Museum Associate, Pitt Rivers Museum, University of Oxford

Basketmakers’ Association, UK

Oxford, UK

I started by exploring cubes made from paper strips woven on the skew. However, weaving a cube is quite time consuming and as I became increasingly intrigued by the symmetry and other characteristics of these cubes, I decided to take a short cut by making cubes from nets printed onto card. What would have been the weaving elements are shown as continuous bands, as if wrapped around the cube at that particular angle of skew. Seen as a group, I think these cubes are visually pleasing and invite further exploration by turning in the hand.

Cubes wrapped on the skew [with one, two and three bands]
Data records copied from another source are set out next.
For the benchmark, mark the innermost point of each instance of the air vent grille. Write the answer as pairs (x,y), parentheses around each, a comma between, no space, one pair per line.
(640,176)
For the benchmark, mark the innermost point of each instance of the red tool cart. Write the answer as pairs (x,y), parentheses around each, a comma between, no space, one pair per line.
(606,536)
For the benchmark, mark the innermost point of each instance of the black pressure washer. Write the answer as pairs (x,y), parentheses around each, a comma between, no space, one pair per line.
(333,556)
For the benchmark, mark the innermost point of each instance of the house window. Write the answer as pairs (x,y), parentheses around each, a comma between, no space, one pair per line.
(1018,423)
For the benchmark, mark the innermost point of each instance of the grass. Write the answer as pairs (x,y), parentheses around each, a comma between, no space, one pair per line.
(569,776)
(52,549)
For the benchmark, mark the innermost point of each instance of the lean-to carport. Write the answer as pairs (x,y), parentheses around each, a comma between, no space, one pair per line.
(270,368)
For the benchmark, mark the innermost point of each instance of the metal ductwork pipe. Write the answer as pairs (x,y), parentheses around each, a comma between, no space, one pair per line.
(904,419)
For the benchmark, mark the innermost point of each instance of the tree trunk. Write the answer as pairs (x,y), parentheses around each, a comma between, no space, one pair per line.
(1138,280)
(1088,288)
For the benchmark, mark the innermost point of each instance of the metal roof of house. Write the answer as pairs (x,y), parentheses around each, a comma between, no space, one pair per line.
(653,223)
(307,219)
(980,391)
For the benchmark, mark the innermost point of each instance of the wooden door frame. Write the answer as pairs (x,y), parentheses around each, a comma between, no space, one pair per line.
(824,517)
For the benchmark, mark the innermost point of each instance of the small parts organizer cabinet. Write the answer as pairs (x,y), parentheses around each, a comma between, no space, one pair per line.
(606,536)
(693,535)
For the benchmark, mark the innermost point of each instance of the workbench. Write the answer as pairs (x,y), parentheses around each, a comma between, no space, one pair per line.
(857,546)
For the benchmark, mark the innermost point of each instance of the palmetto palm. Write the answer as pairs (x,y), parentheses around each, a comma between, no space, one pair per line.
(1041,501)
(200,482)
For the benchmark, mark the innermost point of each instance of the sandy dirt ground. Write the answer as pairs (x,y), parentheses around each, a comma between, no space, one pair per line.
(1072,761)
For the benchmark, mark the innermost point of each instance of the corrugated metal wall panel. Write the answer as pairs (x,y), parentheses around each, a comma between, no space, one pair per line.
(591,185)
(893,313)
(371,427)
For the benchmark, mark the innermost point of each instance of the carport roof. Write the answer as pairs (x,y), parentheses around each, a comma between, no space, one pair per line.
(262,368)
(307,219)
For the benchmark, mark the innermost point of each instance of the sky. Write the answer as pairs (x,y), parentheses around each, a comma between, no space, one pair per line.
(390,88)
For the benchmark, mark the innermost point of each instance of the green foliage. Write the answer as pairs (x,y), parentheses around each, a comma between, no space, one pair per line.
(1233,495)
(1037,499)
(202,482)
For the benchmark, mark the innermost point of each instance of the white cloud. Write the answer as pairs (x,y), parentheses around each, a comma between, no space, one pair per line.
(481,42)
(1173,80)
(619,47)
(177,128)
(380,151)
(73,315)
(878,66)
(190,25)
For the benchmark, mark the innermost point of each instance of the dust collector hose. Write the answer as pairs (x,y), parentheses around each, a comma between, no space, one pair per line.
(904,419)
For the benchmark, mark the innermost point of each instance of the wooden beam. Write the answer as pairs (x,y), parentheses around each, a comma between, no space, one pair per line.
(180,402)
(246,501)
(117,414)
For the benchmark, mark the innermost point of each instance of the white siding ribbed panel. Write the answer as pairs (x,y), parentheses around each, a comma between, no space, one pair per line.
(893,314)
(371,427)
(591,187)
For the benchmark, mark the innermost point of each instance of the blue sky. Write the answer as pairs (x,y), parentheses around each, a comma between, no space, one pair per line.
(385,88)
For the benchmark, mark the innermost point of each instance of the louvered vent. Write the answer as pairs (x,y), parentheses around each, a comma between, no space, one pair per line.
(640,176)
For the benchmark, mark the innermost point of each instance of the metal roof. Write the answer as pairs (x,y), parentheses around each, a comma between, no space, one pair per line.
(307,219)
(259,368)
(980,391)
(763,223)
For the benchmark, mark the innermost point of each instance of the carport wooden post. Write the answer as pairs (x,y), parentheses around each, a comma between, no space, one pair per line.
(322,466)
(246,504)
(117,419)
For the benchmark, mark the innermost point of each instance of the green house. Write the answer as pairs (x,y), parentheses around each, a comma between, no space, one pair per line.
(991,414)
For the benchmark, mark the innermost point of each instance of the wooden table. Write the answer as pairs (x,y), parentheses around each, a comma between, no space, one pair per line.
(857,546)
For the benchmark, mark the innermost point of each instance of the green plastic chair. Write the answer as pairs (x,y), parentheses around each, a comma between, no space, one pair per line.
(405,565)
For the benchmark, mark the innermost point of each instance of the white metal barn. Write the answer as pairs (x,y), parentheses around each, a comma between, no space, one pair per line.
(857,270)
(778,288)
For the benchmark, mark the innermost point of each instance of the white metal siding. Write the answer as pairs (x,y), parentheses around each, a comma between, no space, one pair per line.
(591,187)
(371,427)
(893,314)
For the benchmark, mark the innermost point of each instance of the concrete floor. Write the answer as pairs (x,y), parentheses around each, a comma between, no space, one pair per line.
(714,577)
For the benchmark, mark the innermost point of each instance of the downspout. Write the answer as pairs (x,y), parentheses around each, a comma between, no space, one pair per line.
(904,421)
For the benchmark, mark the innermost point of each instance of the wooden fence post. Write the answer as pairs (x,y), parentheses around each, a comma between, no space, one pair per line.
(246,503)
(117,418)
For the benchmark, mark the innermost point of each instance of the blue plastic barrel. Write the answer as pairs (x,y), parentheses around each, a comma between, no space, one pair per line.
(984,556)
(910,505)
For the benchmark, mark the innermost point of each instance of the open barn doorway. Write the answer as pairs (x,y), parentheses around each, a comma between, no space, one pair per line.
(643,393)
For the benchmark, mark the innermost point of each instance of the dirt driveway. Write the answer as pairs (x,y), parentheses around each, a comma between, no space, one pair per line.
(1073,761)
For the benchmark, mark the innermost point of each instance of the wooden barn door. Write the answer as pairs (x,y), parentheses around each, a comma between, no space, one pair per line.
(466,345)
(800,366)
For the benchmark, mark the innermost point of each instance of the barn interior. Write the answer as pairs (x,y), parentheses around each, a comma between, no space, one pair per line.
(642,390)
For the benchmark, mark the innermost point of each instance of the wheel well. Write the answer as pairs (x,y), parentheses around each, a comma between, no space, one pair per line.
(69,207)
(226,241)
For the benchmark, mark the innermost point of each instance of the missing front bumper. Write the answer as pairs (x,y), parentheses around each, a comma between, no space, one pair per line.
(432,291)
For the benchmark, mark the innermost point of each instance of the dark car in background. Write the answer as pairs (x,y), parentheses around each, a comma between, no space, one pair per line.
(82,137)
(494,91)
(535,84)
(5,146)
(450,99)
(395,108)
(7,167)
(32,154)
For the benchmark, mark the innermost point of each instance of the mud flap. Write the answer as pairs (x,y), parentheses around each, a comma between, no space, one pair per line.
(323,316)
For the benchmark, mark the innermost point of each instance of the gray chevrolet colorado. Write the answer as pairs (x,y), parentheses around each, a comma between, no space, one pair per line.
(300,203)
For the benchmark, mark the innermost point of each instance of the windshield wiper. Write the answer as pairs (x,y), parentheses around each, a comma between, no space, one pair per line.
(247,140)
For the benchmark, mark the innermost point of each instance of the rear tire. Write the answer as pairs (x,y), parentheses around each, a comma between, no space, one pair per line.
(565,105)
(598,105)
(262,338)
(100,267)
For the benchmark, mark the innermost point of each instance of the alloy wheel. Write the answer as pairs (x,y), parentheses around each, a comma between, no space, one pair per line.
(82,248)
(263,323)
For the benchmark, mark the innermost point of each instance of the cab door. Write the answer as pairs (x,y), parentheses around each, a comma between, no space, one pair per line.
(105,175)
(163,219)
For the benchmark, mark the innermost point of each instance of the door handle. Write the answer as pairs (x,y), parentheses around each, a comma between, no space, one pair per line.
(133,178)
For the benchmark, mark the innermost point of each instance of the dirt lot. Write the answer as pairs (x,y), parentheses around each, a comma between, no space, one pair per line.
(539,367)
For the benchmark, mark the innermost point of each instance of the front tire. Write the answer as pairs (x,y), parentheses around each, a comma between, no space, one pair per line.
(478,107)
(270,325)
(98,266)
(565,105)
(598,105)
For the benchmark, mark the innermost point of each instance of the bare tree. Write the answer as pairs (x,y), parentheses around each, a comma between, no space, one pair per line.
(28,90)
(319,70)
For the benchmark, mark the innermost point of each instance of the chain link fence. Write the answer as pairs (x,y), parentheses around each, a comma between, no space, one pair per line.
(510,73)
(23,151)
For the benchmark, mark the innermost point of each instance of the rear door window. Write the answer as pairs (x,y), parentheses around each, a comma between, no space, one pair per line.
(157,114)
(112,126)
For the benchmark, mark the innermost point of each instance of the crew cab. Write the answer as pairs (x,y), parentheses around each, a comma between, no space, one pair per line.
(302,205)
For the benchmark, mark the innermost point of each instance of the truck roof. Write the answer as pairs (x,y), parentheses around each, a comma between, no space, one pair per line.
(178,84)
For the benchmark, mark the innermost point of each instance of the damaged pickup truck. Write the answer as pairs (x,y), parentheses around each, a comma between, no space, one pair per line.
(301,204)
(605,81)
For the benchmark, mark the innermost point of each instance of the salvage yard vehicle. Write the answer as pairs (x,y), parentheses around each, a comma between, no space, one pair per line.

three cubes, each 50mm x 50mm x 50mm

inkjet printed paper, cut, folded and glued

2010

My paper for Bridges 2007 http://www.felicitywood.co.uk outlined the way in which cubes woven on the skew fall into several groups, each with its own characteristics. The three cubes constructed for 2010 are made from printed nets – as if they are wrapped by coloured bands. Each band is a continuous loop of the same length. In the case of a cube wrapped with bands at a slope of 3 in 4 (3,4 cube), three bands are required to cover the cube. The cubes have rotational symmetry. With any face on top, if they are rotated 180 degrees, the pattern is the same. Other cubes falling into this same category are the 2,3 cube, the 1,4 and the 2,5. Photographs of further examples, a copy of the original paper, and a summary of results may be seen in an accompanying file.

Cubes wrapped on the skew [with one, two and three bands]

three cubes, each 50mm x 50mm x 50mm

inkjet printed paper, cut, folded and glued

2010

Three cubes are shown as one exhibit. These are accompanied by three photographs...each of the same three cubes but showing them from different points of view.

Cubes wrapped on the skew [with one, two and three bands]

three cubes, each 50mm x 50mm x 50mm

inkjet printed paper, cut, folded and glued

2010

Three cubes are shown as one exhibit. These are accompanied by three photographs...each of the same three cubes but showing them from different points of view.